Uma Europa que se quer para todos (e bem) não pode ser uma Europa que perde a memória e, de caminho, a consciência. É grave? É. Por tudo aquilo que o símbolo em si representa e por tudo o que a sua presença significa da atrofia política (e  moral) a que chegámos.

quinta-feira, outubro 18, 2012

Veto

Merkel quer poder de veto sobre orçamentos nacionais mas rejeita emissão conjunta de dívida. Ora, cá pra mim, as coisas só fazem sentido sendo parte de um mesmo "pacote" - maior integração política. Caso contrário, será apenas uma bonita forma de ingerência.

7 anos

Não me lembro do dia em que fiz sete anos. Mas, à distância de 24 anos, imagino que tenha sido um dia feliz.
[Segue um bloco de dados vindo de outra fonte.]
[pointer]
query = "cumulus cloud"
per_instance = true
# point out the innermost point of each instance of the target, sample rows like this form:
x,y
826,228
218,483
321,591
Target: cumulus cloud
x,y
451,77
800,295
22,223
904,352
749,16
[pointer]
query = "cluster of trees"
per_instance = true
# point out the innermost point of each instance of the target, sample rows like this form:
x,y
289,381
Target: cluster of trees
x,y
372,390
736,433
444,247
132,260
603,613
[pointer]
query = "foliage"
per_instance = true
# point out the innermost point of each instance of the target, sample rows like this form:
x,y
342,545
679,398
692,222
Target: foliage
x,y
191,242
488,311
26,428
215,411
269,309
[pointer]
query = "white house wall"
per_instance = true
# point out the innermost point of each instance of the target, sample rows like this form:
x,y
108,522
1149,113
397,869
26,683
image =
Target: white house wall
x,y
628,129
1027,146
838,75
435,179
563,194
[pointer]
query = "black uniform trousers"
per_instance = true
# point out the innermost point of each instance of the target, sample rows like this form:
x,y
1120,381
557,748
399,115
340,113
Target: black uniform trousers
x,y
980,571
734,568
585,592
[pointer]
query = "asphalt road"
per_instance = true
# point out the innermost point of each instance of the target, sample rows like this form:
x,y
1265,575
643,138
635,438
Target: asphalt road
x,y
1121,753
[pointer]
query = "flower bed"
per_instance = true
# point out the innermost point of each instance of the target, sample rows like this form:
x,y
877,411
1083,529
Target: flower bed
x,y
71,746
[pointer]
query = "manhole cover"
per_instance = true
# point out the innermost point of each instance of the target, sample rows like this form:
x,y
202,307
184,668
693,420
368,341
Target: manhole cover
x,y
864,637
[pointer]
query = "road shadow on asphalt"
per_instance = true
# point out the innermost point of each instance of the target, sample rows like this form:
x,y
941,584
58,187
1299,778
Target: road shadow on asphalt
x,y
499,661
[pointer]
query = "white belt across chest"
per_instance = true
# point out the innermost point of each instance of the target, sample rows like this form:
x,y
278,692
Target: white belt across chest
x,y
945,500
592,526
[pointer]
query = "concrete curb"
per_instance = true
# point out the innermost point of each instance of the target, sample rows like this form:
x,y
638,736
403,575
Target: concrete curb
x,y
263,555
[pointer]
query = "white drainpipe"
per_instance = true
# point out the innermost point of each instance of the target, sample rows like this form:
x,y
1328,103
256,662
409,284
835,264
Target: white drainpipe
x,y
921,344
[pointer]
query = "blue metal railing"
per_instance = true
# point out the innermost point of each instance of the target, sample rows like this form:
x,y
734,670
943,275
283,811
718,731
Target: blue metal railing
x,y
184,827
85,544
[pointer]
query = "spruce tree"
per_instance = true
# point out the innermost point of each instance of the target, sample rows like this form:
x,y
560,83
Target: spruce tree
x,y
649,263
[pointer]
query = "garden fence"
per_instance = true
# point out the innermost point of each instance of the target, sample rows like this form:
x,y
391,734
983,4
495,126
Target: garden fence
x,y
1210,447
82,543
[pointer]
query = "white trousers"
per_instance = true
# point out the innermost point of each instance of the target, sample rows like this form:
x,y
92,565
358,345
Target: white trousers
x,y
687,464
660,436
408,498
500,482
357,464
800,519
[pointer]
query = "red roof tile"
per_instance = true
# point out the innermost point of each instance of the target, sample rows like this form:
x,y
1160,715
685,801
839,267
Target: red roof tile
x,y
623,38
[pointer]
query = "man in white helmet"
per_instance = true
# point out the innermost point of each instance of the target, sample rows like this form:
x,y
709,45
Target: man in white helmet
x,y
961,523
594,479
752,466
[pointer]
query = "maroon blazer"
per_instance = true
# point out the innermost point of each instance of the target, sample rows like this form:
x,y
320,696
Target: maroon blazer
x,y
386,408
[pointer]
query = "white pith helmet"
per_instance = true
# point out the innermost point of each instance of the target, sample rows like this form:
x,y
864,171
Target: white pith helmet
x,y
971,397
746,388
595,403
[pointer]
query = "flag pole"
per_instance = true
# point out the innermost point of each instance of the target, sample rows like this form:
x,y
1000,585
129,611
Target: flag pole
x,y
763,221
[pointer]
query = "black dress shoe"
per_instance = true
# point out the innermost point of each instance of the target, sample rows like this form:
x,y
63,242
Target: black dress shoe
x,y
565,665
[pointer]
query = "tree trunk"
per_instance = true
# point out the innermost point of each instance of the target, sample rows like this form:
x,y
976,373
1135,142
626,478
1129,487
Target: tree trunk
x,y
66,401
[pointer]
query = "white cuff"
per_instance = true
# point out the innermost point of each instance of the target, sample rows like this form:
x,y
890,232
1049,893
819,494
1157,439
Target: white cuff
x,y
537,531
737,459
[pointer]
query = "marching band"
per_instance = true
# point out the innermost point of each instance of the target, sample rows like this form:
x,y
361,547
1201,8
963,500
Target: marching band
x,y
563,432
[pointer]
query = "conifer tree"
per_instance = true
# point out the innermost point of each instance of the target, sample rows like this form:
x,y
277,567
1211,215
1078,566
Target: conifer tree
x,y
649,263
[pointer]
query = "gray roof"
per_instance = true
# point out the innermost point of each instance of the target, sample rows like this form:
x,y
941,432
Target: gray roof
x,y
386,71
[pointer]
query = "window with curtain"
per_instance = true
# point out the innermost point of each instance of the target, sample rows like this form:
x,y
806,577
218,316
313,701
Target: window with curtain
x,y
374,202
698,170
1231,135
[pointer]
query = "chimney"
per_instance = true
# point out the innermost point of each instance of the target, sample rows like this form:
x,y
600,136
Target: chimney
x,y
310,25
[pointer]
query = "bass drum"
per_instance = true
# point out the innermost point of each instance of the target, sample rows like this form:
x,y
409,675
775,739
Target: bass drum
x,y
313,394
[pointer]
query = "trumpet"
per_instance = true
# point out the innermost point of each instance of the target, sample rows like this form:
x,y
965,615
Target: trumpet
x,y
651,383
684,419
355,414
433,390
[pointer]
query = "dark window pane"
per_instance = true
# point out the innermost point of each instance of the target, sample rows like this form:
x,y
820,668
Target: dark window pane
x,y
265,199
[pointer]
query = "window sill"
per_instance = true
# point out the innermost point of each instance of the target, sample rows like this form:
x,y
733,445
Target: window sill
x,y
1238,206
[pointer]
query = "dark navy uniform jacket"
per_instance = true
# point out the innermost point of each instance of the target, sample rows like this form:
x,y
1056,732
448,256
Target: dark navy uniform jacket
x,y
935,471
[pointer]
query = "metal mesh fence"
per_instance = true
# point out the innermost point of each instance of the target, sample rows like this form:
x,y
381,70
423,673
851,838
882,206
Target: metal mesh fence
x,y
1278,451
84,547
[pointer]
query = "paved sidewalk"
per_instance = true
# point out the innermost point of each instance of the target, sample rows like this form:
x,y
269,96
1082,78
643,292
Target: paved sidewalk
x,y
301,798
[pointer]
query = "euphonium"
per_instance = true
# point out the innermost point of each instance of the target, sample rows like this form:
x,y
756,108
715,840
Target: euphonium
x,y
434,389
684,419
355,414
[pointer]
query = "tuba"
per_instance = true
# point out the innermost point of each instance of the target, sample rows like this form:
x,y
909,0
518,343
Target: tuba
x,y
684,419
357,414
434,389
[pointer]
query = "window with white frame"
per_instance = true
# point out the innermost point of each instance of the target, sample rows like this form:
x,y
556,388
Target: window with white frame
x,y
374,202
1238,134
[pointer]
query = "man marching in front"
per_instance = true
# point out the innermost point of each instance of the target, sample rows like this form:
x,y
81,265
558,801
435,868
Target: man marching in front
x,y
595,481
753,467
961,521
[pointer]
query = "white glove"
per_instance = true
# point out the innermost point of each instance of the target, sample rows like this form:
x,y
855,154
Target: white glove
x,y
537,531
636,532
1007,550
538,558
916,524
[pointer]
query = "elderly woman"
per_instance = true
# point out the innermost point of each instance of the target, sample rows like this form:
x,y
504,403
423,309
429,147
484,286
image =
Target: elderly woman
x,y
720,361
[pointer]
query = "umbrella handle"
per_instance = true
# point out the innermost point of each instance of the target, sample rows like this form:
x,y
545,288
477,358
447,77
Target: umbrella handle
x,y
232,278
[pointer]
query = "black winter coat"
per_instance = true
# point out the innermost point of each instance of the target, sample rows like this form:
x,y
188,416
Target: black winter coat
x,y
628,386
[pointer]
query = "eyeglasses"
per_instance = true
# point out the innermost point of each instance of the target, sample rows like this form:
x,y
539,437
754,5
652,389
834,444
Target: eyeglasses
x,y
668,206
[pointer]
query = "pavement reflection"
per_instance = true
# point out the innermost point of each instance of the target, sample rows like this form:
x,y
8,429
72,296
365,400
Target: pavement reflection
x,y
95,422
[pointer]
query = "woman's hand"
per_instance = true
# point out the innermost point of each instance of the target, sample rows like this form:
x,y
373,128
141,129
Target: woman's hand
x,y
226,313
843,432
Terei recebido os presentes que esperava e terei aproveitado um dia de sol (como é normal acontecer a 15 de Setembro, em Lisboa) ao lado de todos aqueles que eram importantes no meu pequeno mundo. E isso bastava para, do alto das certezas dos meus 7 anos, me sentir a menina mais feliz do mundo. Faz parte e é bom.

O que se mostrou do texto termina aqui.